Manage costs for Azure Spring Apps
Note
The Basic, Standard, and Enterprise plans will be deprecated starting from mid-March, 2025, with a 3 year retirement period. We recommend transitioning to Azure Container Apps. For more information, see the Azure Spring Apps retirement announcement.
The Standard consumption and dedicated plan will be deprecated starting September 30, 2024, with a complete shutdown after six months. We recommend transitioning to Azure Container Apps.
This article describes the cost-saving options and capabilities that Azure Spring Apps provides.
Monthly free grants
The first 50 vCPU hours and 100-GB hours of memory are free each month per subscription. For more information, see Price Reduction - Azure Spring Apps does more, costs less! on the Apps on Azure Blog.
Start and stop instances
If you have Azure Spring Apps instances that don't need to run continuously, you can save costs by reducing the number of running instances. For more information, see Start or stop your Azure Spring Apps service instance.
Scale and autoscale
You can manually scale computing capacities to accommodate a changing environment. For more information, see Scale an application in Azure Spring Apps.
Autoscale reduces operating costs by terminating redundant resources when they're no longer needed. For more information, see Set up autoscale for applications.
Stop maintaining unused environments
If you set up several environments while developing a product, it's important to remove the environments that are no longer in use once the product is live.
Remove unnecessary deployments
If you use strategies like blue-green deployment to reduce downtime, it can result in many idle deployments on staging slots, especially multiple app instances that aren't needed once newer versions are deployed to production.
Avoid over allocating resources
Java users often reserve more processing power and memory than they really need. While it's fine to use large app instances during the initial months in production, you should adjust resource allocation based on usage data.
Avoid unnecessary scaling
If you use more app instances than you need, you should adjust the number of instances based on real usage data.
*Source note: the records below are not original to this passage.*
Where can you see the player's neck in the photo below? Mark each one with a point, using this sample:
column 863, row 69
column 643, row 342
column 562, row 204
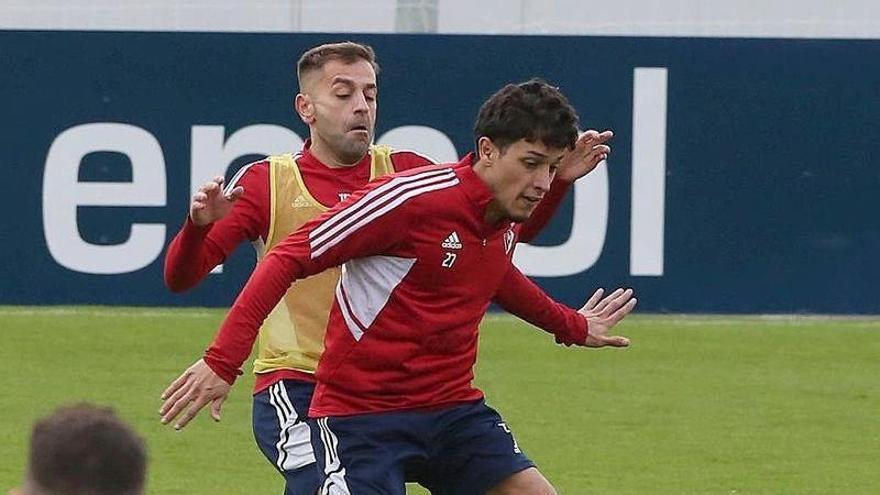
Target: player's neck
column 494, row 212
column 324, row 153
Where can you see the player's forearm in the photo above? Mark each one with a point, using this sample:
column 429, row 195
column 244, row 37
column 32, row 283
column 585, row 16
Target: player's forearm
column 236, row 337
column 523, row 298
column 189, row 257
column 544, row 211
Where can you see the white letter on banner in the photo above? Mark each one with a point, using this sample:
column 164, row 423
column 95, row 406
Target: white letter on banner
column 423, row 140
column 648, row 172
column 582, row 249
column 212, row 153
column 63, row 193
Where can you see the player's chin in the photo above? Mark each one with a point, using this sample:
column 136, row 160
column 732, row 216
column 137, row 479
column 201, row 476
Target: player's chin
column 521, row 215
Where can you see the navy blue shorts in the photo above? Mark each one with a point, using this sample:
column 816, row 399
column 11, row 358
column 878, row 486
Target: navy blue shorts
column 458, row 450
column 284, row 436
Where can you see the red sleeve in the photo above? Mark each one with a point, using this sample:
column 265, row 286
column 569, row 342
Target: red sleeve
column 544, row 211
column 405, row 160
column 521, row 297
column 349, row 230
column 195, row 251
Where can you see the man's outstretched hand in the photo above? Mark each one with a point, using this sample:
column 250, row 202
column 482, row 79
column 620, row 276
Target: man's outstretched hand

Streamline monitoring data collection
If you collect more logs, metrics, and traces than you can use or afford, you must determine what's necessary for troubleshooting, capacity planning, and monitoring production. For example, you can reduce the frequency of application performance monitoring or be more selective about which logs, metrics, and traces you send to data aggregation tools.
Deactivate debug mode
If you forget to switch off debug mode for apps, a large amount of data is collected and sent to monitoring platforms. Forgetting to deactivate debug mode could be unnecessary and costly.